Latin American Studies Presents - “From the Codex Saville to the Tira of don Martín: Reevaluating a Nahua Pictorial History”

Date: July 27
Time: 1:40 - 2:30 p.m.
Location: Zoom

This event will be recorded and available on our YouTube channel.

Written in phases by a series of tlahcuilohqueh (painters), this Nahua document recorded a chronology from 1402 to 1545, detailing migration, altepetl (polity) foundation, and successive rulers through the arrival of Europeans on horseback, the fall of Tenochtitlan in 1521, and the foundation of a local Christian church. Little studied since the 1920s when it entered the collections of the Museum of the American Indian/Heye Foundation, it has been known for a century as the Codex Saville, after the collector who acquired it. At the conquest’s quincentenary, a new touchstone analysis of this document integrates diagnostic imaging, scientific and ethnohistorical analyses, and provenance research with a renewed focus on the Nahuatl pictographic and alphabetic texts.
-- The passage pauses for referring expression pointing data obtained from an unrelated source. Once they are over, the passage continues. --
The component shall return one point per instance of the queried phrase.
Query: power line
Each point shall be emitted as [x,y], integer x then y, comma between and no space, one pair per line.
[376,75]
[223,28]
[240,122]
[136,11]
A transcription and English translation of the alphabetic text clarifies that this document also records the words of a man known as don Martín dictating the distribution of his wealth to his descendants. Rather than a rupture driven by the European invasion, this Tira of don Martín instead emphasizes specific, local continuity.

Presenter:

Alanna S. Radlo-Dzur is an art historian of Indigenous arts in the Americas, specializing in post-classic and early colonial Nahua communities of central Mexico. She is a research specialist at the Getty Research Institute and a doctoral candidate in the Department of the History of Art at Ohio State University.